We seldom recommend attending specific events in this space, but we have no such qualms about pressing fellow citizens and cherished readers to take full advantage of next Saturday’s People’s Law School, hosted annually by Baylor Law School. It again offers a stunning variety of courses touching on concerns ranging from those in our personal lives to topics festering away in the daily news. Two facts further commend it: The courses are not only free but you can take up to three courses in a single, revelatory morning.

As the melodramatic PR hacks from yesteryear breathlessly proclaimed in touting novels and movies, many offerings of this year’s People’s Law School are ripped from today’s headlines, including those on sexual harassment (victims of which made last year’s Time magazine Persons of the Year), the new, controversial tax law (with a lecturer cutting through hyperbole and discussing what is and isn’t in the bill) and the immigration travel ban — specifically, what a president can and can’t do and why each of us should care.

One course sure to attract attention and even spark some debate looks at the impeachment process, a topic much in mind as Americans ponder and discuss a most unconventional president. (We suspect Trump supporters and skeptics will agree on at least that much.) Our friend, law professor Patricia Wilson, who oversees the People’s Law School, tells us this course will dispel talk-radio myths about the process, possibly disappointing some on the left as well as the right. For instance, what specifically constitutes the “high crimes and misdemeanors” Founding Fathers included as grounds for impeachment along with treason and bribery? Our recommendation to the intrepid instructor: Seat Democrats, Republicans and independents in different sides of the room. Remove sharp objects.

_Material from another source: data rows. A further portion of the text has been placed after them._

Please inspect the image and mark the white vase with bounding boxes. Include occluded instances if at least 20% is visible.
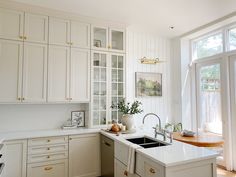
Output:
[121,114,134,130]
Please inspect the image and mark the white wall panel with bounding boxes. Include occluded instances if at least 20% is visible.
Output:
[126,28,171,127]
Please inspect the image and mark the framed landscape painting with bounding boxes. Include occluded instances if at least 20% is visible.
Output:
[135,72,162,97]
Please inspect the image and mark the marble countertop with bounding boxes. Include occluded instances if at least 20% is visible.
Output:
[101,131,218,167]
[0,128,218,167]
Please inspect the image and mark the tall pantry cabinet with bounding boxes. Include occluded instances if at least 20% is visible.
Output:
[0,8,48,103]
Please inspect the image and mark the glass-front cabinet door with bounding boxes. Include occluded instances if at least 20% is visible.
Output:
[91,52,108,126]
[91,51,125,127]
[91,26,108,50]
[110,54,125,122]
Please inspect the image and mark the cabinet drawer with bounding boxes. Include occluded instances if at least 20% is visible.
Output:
[28,144,68,154]
[28,152,68,163]
[27,159,68,177]
[115,142,129,165]
[28,136,68,146]
[144,161,164,177]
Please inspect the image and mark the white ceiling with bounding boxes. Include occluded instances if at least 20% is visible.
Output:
[12,0,236,37]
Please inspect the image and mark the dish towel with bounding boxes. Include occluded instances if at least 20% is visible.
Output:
[127,144,140,174]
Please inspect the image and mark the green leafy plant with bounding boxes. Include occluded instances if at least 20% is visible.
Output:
[111,98,143,115]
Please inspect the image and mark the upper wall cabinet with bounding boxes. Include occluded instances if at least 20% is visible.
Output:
[0,8,24,40]
[0,39,47,103]
[49,18,90,48]
[70,21,90,49]
[24,13,48,43]
[91,26,125,53]
[0,8,48,43]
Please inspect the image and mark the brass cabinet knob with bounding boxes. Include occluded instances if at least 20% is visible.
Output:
[44,167,53,171]
[149,168,156,174]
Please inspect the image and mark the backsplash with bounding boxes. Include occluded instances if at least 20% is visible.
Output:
[0,104,88,132]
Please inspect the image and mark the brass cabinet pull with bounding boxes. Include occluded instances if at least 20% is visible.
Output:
[44,167,53,171]
[124,170,128,176]
[149,168,156,174]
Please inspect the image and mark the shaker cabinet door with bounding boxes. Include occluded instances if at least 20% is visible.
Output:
[0,40,23,103]
[70,48,90,102]
[24,13,48,44]
[22,43,47,102]
[48,46,70,102]
[0,8,24,41]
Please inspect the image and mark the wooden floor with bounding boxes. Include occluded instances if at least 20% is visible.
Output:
[217,168,236,177]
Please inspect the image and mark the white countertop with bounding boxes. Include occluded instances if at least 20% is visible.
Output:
[0,128,218,167]
[101,131,219,167]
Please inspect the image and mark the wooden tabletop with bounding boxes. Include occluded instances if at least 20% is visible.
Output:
[174,132,224,147]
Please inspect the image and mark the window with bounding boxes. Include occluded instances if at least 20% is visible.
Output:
[193,33,223,60]
[229,28,236,51]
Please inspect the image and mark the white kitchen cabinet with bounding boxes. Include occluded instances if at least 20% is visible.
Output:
[4,140,27,177]
[71,21,90,49]
[0,8,24,41]
[91,26,125,53]
[0,40,23,103]
[24,13,48,44]
[114,159,139,177]
[70,48,90,102]
[48,45,70,102]
[0,40,47,103]
[27,159,68,177]
[91,51,125,127]
[69,134,101,177]
[48,46,90,102]
[22,43,47,102]
[49,17,70,46]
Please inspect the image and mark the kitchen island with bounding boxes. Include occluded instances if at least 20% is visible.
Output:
[101,131,218,177]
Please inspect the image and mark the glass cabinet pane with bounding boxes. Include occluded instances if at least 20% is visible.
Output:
[93,27,107,48]
[111,30,124,50]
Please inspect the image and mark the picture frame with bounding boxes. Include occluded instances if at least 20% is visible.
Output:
[71,110,85,127]
[135,72,162,97]
[93,39,102,47]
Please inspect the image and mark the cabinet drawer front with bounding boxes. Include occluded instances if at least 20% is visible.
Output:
[27,160,68,177]
[28,136,68,146]
[28,144,68,154]
[28,152,68,163]
[144,161,164,177]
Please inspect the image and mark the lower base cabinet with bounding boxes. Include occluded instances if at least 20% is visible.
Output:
[27,159,68,177]
[69,133,101,177]
[114,159,139,177]
[4,140,27,177]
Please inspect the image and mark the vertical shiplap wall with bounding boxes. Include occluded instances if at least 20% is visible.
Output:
[126,28,171,127]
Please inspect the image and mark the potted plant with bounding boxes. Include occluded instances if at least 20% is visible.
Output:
[111,98,143,130]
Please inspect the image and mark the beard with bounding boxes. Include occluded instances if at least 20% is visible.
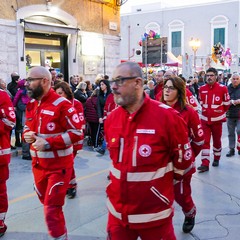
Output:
[113,90,137,108]
[27,85,44,99]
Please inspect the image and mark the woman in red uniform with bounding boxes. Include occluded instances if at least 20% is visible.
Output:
[54,82,85,199]
[161,77,204,233]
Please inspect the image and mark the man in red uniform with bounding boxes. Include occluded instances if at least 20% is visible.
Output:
[23,67,82,240]
[0,89,16,237]
[154,70,165,101]
[105,62,193,240]
[198,68,230,172]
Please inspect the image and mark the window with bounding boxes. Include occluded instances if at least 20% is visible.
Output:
[210,15,229,48]
[168,20,184,57]
[172,31,182,57]
[213,28,225,47]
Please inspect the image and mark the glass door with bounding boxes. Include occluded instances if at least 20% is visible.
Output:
[25,33,68,79]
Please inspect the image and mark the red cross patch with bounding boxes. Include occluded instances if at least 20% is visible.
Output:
[138,144,152,157]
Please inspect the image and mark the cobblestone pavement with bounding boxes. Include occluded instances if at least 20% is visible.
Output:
[1,124,240,240]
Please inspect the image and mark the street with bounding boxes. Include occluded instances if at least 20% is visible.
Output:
[1,124,240,240]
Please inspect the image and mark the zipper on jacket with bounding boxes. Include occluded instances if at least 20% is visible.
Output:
[118,138,124,162]
[150,187,170,205]
[132,136,138,167]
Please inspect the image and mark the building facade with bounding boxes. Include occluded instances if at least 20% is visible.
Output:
[0,0,121,82]
[120,0,240,72]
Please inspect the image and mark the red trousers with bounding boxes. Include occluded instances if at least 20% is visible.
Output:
[174,174,196,217]
[68,150,77,188]
[33,167,72,238]
[201,121,222,166]
[0,164,9,220]
[107,213,176,240]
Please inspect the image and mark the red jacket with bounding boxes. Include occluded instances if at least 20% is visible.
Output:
[24,89,82,170]
[186,88,198,111]
[0,89,16,165]
[105,96,193,228]
[172,102,204,174]
[73,98,86,152]
[103,93,118,120]
[199,82,230,124]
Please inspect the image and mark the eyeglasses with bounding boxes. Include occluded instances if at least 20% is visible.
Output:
[163,85,176,92]
[26,77,43,83]
[206,74,215,77]
[109,76,137,87]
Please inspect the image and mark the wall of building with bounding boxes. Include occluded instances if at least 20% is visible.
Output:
[121,1,240,73]
[0,0,120,82]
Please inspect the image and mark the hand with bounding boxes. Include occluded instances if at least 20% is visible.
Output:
[32,136,46,151]
[23,131,36,143]
[99,118,103,123]
[234,99,240,105]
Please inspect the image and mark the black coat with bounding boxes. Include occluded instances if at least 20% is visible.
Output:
[226,83,240,118]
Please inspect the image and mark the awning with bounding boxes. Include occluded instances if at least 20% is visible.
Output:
[20,19,80,34]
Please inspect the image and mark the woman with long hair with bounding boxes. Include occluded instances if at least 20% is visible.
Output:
[161,76,204,233]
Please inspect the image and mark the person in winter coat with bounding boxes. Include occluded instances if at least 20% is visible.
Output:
[226,73,240,157]
[104,62,193,240]
[7,72,20,97]
[23,66,82,240]
[54,82,85,199]
[0,89,15,237]
[13,79,31,153]
[198,68,230,173]
[7,72,21,149]
[161,77,204,233]
[70,75,80,93]
[74,82,88,107]
[96,76,111,155]
[85,88,99,148]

Even courses not exactly inspired by current events strike us as compelling, including a behind-the-scenes look at jury selection, which proved one of the most exciting courses during last year’s People’s Law School. Wilson tells us this course offers “another chance to see two experienced trial lawyers demonstrate jury selection, using members of the class as the potential ‘jurors.’” (Who among us will be stricken from jury duty?) Given the multitude of Twin Peaks biker trials now awaiting scheduling, this course promises insights most relevant to local folks.

Other courses include one offering a look at special education law, which Wilson describes as “byzantine.” This will consequently be of great help to bewildered parents of children requiring such education. And she promises an updated edition of debt collection law, “including valuable information on protecting yourself from identity theft.” Again, these and many more are free. While walk-ins are accepted for the school, Wilson encourages folks to pre-register at baylor.edu/law to ensure they get the courses they want. Registration begins at 8:30 a.m. Saturday with sessions collectively running from 9 till 12:45. Our advice: Arrive early at Baylor Law School and join in fascinating discussions among fellow informed citizenry over coffee and doughnuts in the break room.